The morning of the race, Lisa and I were in the lobby of our hotel, waiting to get an elevator. A few guys also waiting asked if I was racing. This was bizarre. I mean, it was a total role reversal. I replied “nope, she is!” already proud of her and enjoying being in the other shoes. It was real cool to step back and listen to them talk with her about the race, pacing, training, …
Race day was nice – sunny and low 50’s. I took Lisa and Baker’s extra clothing and stuffed them into my backpack, gave Lisa a kiss, and ran out to the two mile mark so that I could get some good pictures. As I stood there waiting for them to run by, I found myself overly nervous. I hate when things are out of my control, and, although I was confident in Lisa, I was worried. Not worried about her finishing. I knew she would. But just hoping that she had a good day and that she got everything out of it that she had hoped to. I was a bit worried too that her competitive nature would get the best of her and that she’d go out overly quick.

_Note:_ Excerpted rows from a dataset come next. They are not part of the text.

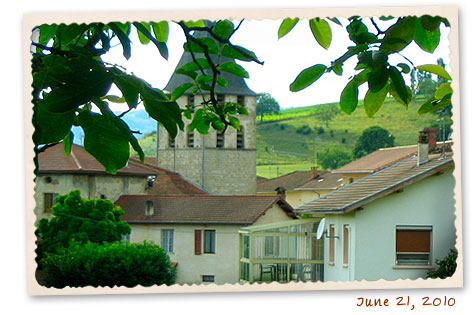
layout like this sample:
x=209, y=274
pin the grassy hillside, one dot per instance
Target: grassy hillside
x=282, y=149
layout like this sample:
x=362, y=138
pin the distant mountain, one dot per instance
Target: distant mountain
x=138, y=120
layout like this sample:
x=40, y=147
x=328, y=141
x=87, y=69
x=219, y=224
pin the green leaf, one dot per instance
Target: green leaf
x=404, y=67
x=47, y=32
x=392, y=91
x=374, y=100
x=143, y=29
x=223, y=29
x=435, y=69
x=68, y=143
x=104, y=141
x=433, y=105
x=51, y=127
x=349, y=97
x=443, y=90
x=234, y=68
x=160, y=30
x=180, y=90
x=321, y=31
x=129, y=86
x=123, y=38
x=399, y=84
x=286, y=26
x=166, y=112
x=377, y=79
x=238, y=52
x=398, y=36
x=426, y=40
x=307, y=77
x=210, y=43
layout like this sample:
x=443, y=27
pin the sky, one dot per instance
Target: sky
x=283, y=59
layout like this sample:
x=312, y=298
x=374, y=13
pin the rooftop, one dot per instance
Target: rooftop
x=202, y=209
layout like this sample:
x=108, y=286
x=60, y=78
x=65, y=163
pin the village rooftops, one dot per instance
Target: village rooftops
x=53, y=161
x=228, y=210
x=377, y=185
x=300, y=180
x=378, y=160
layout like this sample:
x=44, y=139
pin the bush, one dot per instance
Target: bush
x=447, y=266
x=109, y=264
x=305, y=130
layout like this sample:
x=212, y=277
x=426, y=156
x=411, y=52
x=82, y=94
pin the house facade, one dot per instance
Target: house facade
x=229, y=155
x=200, y=233
x=394, y=223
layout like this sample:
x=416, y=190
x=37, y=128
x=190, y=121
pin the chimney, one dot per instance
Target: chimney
x=314, y=172
x=281, y=192
x=432, y=132
x=423, y=148
x=149, y=209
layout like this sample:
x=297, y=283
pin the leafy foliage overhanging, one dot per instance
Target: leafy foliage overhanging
x=71, y=82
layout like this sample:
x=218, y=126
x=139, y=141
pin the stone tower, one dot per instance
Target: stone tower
x=221, y=163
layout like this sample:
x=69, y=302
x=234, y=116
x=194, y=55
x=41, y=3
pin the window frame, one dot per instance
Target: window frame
x=168, y=243
x=49, y=201
x=331, y=247
x=408, y=263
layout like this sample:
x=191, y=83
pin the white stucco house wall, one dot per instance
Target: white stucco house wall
x=391, y=224
x=200, y=233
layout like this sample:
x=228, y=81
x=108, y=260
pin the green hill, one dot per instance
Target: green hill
x=290, y=141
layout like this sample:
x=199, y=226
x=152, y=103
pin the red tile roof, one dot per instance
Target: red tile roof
x=53, y=160
x=237, y=210
x=171, y=183
x=378, y=160
x=300, y=179
x=377, y=185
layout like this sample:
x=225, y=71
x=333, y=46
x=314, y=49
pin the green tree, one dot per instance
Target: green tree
x=72, y=82
x=267, y=105
x=80, y=220
x=447, y=266
x=333, y=158
x=372, y=139
x=109, y=264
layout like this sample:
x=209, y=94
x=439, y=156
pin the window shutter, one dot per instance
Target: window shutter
x=197, y=242
x=413, y=241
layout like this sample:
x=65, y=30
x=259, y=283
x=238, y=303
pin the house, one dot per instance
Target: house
x=394, y=223
x=229, y=155
x=200, y=233
x=59, y=174
x=300, y=187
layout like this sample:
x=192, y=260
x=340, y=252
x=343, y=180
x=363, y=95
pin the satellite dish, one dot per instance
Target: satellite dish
x=321, y=228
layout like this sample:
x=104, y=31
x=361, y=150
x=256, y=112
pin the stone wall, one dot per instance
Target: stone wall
x=91, y=187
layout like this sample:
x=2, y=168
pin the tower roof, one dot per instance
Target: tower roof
x=236, y=84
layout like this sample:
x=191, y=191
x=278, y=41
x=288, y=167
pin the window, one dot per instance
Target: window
x=205, y=242
x=191, y=102
x=220, y=138
x=190, y=139
x=49, y=201
x=346, y=240
x=207, y=278
x=240, y=138
x=171, y=142
x=413, y=245
x=331, y=258
x=210, y=241
x=167, y=241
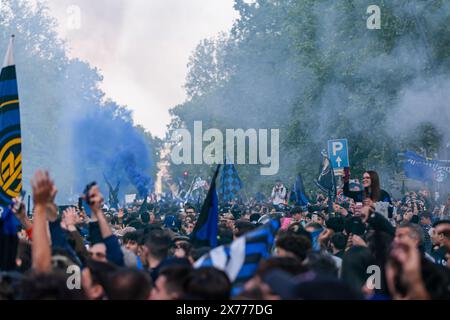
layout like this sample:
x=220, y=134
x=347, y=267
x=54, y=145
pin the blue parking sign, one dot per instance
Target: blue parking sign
x=338, y=153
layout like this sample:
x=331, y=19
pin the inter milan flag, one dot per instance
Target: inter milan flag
x=230, y=183
x=207, y=226
x=240, y=259
x=10, y=138
x=10, y=159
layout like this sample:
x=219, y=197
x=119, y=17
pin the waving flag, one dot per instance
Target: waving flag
x=230, y=183
x=10, y=137
x=326, y=180
x=419, y=168
x=240, y=259
x=207, y=226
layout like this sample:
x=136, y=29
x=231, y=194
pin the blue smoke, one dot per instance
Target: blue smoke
x=106, y=142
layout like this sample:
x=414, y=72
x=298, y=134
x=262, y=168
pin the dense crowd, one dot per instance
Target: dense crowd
x=364, y=245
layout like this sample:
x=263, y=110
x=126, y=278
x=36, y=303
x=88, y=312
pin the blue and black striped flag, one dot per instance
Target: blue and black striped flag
x=10, y=137
x=230, y=183
x=10, y=160
x=240, y=259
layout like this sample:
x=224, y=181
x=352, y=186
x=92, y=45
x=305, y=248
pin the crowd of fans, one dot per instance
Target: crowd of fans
x=361, y=249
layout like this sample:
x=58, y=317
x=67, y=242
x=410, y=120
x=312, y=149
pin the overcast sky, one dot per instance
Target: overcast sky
x=142, y=47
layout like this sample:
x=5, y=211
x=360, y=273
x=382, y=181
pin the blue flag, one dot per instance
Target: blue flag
x=240, y=259
x=10, y=137
x=230, y=183
x=207, y=227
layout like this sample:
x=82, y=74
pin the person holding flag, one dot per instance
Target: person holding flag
x=207, y=227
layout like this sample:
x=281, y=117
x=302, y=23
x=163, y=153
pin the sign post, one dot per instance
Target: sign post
x=338, y=154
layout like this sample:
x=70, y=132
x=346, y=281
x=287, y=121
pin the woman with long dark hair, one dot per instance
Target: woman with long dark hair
x=371, y=185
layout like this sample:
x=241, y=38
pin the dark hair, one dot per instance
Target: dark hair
x=129, y=284
x=295, y=210
x=197, y=253
x=339, y=240
x=130, y=236
x=100, y=271
x=321, y=264
x=295, y=244
x=375, y=189
x=354, y=266
x=158, y=243
x=416, y=229
x=207, y=283
x=48, y=286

Soon, she came running by, and I snapped a few pictures off her, and then ran along side her for a few more miles, taking more photo’s.
At the thirteen mile mark, I ran into Gus who looked relaxed and strong. I asked if he had seen Molson, to which he hadn’t. 30 seconds later, Jeff came by and I told him to go get Gus. There were so many people running that Gus and Jeff never even saw each other!
I then saw Lisa and she said she felt fine, but her knee was beginning to bother her. I told her to not focus on it, and to stay steady and get in her nutrition. I ran with her for the next two miles, snapping some more photos. Finally, she turns to me and says “get out of here!” I smiled, told her she was mean, and dropped back. The reality is that she would get emotional when she saw me and she new this was something she had to do on her own and that I couldn’t help her. Not seeing me was an easier way for her to deal with this. I dropped back for a bit and found Baker. He looked smooth. He asked how Lisa was doing and I replied “solid. She’s about 3 minutes up the road.” Bewildered, he pointed forward and said “in front of me?!”.
I then spyed on Lisa from mile 15 to mile 19. I was like a stalker, running either in front or behind with my camera snapping shots, but staying out of site. At the 23 mile mark, Gus comes by looking strong and I say “Gus, keep this pace and you are doing a 2:55!” He said “I’m there!”. He died at the 24 mile mark and finished in 3:01! He still pr’d by over 15 minutes. Jeff was close behind him, finishing his zillionth marathon this year in sub 3:10.
Next in came Lisa. At the 25 mile mark, I reappeared and told her that she had done it and that she should be really proud and to enjoy the last mile. I raced ahead to the finish and watched her cross in 3:46. To say I was proud would be an understatement. Her knee was a bit banged up, but I could tell she was elated.
To witness her do this was the coolest thing that happened in 2006 for me. To watch and help her train, and to see her actually enjoy it was great. Viewing the transformation from May to November was incredible. To see her learn a bit more about herself was special and for our kids to see her do this was inspiring.
The next week at Thanksgiving dinner at my aunts, my father gave Lisa $100. She took the cash and placed it back in his pocket and said “I don’t want your money Jimmy! If it wasn’t for you, I’d never have done this. Thank you.”